The ritual was the same each morning. It was a production, the production of medicating. For just as a diabetic readies the morning’s remedies, so does the medical cannabis patient.
Lewis’s place of preference happened to be on the morning throne, as cannabis “relaxes the bowels,” he often chuckled to himself.
The water in the pipe bubbled as he took a long, deep breath, releasing smoke out the cracked window.
The text on his iPhone was from a guy down the road with an “amazing” new strain – or so he claimed.
“Everyone says their strains are better,” the guy said. “But this one is different. It does everything bigger, faster and better.”
The guy was a tweaker and talked the nervous talk, but Lewis heard him out.
“I don’t laugh or smile,” Lewis said, wanting to shut the guy up, but taking the bowl offered anyway.
The hit was good, but nothing spectacular. His claims were nothing more than a peddler with snake oil, but the hit was stoney, nonetheless.
The tweaker was taken aback, but pressed onward to convince.

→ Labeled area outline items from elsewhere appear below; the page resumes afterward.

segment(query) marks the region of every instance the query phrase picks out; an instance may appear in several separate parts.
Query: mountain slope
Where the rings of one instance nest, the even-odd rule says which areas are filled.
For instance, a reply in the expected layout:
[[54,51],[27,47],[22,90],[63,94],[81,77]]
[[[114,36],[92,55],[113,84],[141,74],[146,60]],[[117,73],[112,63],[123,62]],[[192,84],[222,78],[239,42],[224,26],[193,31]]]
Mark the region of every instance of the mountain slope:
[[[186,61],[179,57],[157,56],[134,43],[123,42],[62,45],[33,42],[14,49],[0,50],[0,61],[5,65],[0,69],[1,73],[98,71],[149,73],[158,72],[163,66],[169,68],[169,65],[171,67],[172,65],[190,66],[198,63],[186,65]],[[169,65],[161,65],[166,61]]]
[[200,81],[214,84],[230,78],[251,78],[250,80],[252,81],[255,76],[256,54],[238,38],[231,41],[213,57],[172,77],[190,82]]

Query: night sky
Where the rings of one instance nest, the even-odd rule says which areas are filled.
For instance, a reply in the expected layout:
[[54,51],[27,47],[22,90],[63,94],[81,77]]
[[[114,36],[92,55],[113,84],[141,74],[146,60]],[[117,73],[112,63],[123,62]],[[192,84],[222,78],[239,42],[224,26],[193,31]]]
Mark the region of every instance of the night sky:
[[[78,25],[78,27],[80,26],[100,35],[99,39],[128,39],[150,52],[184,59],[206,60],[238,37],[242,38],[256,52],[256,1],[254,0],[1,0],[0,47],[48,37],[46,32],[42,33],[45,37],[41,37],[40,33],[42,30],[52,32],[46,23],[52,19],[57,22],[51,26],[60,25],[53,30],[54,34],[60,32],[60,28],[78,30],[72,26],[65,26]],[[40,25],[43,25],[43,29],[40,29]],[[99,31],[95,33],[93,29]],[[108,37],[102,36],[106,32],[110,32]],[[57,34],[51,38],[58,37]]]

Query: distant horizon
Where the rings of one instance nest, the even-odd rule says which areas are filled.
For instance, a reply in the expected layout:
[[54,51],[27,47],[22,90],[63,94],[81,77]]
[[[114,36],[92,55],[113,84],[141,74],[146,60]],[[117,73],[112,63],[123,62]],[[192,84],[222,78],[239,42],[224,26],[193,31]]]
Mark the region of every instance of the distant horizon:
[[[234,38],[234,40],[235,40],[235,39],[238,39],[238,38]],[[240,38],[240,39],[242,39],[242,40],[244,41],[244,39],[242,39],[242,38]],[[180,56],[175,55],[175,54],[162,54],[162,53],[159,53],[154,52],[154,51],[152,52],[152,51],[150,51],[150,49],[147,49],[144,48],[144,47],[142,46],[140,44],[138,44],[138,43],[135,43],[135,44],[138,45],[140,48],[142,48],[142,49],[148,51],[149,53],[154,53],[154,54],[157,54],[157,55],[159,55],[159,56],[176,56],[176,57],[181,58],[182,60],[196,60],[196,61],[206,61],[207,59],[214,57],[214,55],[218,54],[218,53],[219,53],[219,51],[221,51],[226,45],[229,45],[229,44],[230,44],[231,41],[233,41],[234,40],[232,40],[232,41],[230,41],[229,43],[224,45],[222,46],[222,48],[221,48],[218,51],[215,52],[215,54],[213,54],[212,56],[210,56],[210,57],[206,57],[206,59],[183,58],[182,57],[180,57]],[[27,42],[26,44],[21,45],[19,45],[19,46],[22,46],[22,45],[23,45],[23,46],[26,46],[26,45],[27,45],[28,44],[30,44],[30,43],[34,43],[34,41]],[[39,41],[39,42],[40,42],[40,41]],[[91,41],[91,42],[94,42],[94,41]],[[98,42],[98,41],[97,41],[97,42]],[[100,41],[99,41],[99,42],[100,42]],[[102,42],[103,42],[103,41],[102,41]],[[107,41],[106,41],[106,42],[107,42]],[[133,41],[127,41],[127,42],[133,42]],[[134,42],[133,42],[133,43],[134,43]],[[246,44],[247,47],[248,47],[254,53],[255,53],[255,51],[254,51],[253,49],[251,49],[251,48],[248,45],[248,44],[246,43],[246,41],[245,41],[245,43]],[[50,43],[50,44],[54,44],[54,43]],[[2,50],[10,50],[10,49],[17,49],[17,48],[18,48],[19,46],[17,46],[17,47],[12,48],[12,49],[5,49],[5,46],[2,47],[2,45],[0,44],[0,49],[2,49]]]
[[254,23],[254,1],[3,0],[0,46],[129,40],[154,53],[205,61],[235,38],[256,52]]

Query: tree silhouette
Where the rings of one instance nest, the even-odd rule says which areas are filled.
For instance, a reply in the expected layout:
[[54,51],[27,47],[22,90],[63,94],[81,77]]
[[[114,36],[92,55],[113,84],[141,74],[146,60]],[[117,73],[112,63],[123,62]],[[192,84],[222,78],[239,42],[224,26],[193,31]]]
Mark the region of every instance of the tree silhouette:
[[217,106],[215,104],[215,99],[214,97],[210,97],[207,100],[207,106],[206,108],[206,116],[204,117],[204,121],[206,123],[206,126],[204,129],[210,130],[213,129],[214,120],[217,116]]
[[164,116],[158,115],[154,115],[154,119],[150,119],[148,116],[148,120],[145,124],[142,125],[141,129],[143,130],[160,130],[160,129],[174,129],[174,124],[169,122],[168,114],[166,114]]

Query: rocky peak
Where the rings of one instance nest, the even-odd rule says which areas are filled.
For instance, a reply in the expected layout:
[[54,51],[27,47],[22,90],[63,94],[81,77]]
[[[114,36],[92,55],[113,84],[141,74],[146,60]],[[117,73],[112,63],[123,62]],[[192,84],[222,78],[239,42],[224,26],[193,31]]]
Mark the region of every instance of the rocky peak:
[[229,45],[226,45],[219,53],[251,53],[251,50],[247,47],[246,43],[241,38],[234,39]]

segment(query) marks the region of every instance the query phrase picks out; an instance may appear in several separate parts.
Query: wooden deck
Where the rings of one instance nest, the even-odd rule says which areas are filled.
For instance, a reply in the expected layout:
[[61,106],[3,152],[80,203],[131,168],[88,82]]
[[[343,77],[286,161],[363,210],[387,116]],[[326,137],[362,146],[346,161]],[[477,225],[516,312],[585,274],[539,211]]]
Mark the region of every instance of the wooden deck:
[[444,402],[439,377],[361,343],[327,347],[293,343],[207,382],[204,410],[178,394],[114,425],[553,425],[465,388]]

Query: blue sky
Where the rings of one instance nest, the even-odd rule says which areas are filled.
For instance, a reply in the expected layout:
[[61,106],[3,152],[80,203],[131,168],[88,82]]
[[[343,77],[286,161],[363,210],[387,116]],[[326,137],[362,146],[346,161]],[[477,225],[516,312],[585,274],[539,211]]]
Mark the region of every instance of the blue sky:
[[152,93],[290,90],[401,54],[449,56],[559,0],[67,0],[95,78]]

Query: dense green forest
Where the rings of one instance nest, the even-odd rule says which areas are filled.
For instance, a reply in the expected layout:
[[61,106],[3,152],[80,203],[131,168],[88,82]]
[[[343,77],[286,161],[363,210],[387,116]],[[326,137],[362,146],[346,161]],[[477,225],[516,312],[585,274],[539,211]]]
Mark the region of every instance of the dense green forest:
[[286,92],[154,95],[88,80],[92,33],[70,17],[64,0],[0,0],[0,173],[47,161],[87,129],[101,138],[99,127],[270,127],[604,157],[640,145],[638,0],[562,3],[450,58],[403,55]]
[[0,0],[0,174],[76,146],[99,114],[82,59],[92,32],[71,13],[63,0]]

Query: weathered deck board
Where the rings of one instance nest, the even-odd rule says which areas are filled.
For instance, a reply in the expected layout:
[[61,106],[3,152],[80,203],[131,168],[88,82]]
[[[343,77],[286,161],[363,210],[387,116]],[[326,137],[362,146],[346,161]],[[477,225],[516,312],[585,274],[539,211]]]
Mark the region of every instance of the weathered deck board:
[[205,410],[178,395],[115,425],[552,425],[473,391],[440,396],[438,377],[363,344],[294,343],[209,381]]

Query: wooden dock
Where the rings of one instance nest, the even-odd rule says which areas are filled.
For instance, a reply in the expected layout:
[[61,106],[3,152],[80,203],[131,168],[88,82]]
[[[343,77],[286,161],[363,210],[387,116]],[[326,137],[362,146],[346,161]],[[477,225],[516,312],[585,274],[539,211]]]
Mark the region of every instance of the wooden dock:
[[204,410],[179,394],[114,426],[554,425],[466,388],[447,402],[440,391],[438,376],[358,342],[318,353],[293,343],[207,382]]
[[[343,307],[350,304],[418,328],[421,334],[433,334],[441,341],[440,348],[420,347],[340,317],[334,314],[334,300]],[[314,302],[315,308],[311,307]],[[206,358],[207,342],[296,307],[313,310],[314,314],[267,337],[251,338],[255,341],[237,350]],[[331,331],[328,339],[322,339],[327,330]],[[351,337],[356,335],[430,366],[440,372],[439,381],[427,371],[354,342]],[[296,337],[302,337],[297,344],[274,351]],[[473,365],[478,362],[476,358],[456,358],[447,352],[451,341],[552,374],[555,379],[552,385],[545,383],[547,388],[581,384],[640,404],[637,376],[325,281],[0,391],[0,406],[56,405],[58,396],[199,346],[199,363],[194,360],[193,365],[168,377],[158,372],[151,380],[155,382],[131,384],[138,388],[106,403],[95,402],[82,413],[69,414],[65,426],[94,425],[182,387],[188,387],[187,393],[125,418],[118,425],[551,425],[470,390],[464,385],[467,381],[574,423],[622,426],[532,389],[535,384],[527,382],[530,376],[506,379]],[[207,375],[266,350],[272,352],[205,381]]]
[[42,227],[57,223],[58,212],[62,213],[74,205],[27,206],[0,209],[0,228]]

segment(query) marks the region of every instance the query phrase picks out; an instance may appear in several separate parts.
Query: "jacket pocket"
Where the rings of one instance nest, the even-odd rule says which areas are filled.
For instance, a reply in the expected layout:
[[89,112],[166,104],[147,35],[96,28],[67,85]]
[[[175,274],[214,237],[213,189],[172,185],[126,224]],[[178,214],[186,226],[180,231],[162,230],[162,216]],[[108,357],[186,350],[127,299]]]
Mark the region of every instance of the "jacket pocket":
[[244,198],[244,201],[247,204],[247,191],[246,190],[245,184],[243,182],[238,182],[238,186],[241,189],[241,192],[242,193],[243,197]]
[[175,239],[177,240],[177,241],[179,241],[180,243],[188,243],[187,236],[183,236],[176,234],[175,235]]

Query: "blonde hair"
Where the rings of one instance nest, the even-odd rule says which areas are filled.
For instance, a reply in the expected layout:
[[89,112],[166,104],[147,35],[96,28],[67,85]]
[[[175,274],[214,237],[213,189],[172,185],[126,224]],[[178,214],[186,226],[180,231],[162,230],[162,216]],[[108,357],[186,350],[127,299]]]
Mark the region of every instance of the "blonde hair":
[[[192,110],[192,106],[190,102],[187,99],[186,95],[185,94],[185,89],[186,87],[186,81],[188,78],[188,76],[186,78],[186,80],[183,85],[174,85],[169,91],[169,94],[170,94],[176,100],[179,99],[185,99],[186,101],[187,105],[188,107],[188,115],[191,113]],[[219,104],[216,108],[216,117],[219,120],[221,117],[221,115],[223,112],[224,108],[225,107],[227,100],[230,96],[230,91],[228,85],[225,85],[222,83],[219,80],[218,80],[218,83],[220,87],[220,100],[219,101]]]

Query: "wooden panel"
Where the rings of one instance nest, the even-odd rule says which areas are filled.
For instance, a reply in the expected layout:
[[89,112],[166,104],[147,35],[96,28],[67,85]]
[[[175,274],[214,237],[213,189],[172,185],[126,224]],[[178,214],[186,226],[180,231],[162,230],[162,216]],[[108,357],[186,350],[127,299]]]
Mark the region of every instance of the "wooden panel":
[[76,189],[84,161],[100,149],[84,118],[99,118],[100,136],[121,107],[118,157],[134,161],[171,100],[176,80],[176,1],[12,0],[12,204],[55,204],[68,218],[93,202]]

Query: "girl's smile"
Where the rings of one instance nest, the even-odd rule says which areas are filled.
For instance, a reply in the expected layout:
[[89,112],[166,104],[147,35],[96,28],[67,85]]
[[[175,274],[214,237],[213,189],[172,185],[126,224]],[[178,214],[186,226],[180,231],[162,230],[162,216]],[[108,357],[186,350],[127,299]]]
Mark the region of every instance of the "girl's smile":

“Just wait,” he said. “Here, take another green hit. Wait fifteen minutes and take a black hit. That’s how it works.”
Lewis was thinking this guy was certifiable, but continued to hit the ho-hum weed. The more he smoked, the more the undeniable scent of mold came through.
“What the fuck, dude!” Lewis yelled. “Your wonder weed is moldy – I’m not smoking this shit.”
Lewis deleted the text without a response and laughed out loud at the thought of this guy and his miracle weed. The green train was full of losers wanting to cash in and this guy was no different.
“Fucking posers – they’re all the same. Lower than dirt,” Lewis said aloud to his cat, now following him from the bathroom to the grow room.
“People are sick and that guy is making promises he can’t keep with moldy weed,” he obsessed. What an Asshole.”
The cat jumped up into a five-gallon lady and made herself at home for a nap.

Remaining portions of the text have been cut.